Knowledge is central to human and scientific developments. Natural Language Processing (NLP) allows automated analysis and creation of knowledge. Data is a crucial NLP and machine learning ingredient. The scarcity of open datasets is a well-known problem in machine and deep learning research. This is very much the case for textual NLP datasets in English and other major world languages. For the Bangla language, the situation is even more challenging and the number of large datasets for NLP research is practically nil.
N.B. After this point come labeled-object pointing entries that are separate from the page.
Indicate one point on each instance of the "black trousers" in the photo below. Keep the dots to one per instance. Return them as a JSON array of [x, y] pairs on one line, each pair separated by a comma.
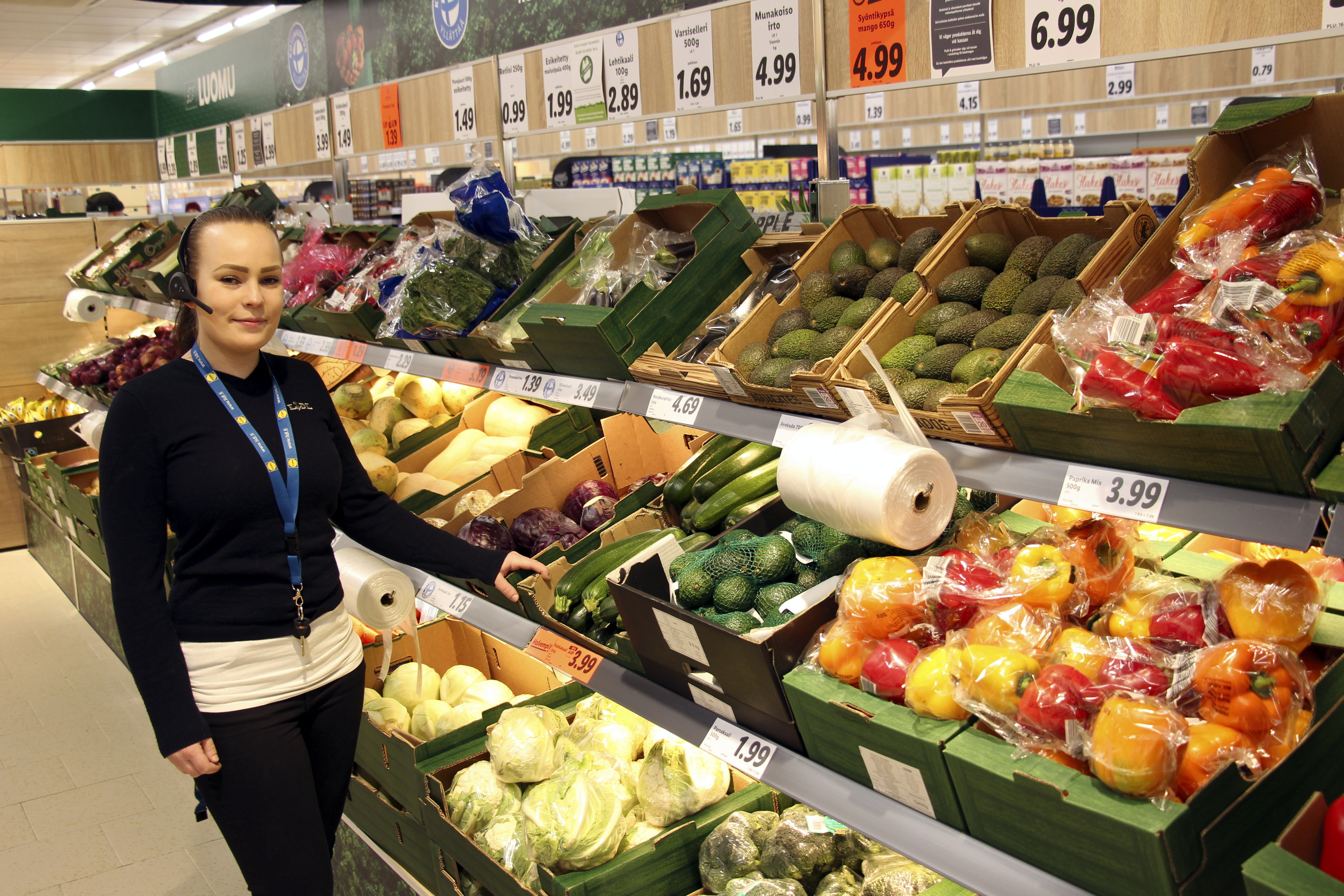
[[282, 786]]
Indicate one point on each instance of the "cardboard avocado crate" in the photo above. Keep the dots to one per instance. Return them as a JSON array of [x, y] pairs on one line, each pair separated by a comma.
[[1076, 828], [667, 866], [604, 342], [1268, 443], [656, 369], [521, 354], [397, 762], [807, 391], [1291, 866], [972, 417]]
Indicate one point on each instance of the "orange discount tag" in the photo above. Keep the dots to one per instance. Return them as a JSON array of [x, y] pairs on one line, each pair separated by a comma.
[[564, 656]]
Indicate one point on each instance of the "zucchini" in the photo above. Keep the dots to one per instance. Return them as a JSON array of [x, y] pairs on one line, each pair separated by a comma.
[[748, 459], [751, 486], [744, 511], [677, 491]]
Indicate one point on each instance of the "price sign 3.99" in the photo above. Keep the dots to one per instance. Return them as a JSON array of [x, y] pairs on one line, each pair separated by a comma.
[[877, 44]]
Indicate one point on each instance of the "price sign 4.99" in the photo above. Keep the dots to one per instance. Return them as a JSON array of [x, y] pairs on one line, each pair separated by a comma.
[[877, 44]]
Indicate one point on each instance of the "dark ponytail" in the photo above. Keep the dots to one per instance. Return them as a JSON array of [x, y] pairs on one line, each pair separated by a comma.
[[186, 327]]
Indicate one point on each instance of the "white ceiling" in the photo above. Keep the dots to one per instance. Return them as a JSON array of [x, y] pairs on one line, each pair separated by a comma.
[[62, 44]]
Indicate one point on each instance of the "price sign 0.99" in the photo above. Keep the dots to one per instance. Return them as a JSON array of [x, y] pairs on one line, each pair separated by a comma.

We hereby present Potrika, a large single-label Bangla news article textual dataset curated for NLP research from six popular online news portals in Bangladesh (Jugantor, Jaijaidin, Ittefaq, Kaler Kontho, Inqilab, and Somoyer Alo) for the period 2014-2020. The articles are classified into eight distinct categories (National, Sports, International, Entertainment, Economy, Education, Politics, and Science \& Technology) providing five attributes (News Article, Category, Headline, Publication Date, and Newspaper Source). The raw dataset contains 185.51 million words and 12.57 million sentences contained in 664,880 news articles. Moreover, using NLP augmentation techniques, we create from the raw (unbalanced) dataset another (balanced) dataset comprising 320,000 news articles with 40,000 articles in each of the eight news categories. Potrika contains both the datasets (raw and balanced) to suit a wide range of NLP research. By far, to the best of our knowledge, Potrika is the largest and the most extensive dataset for news classification.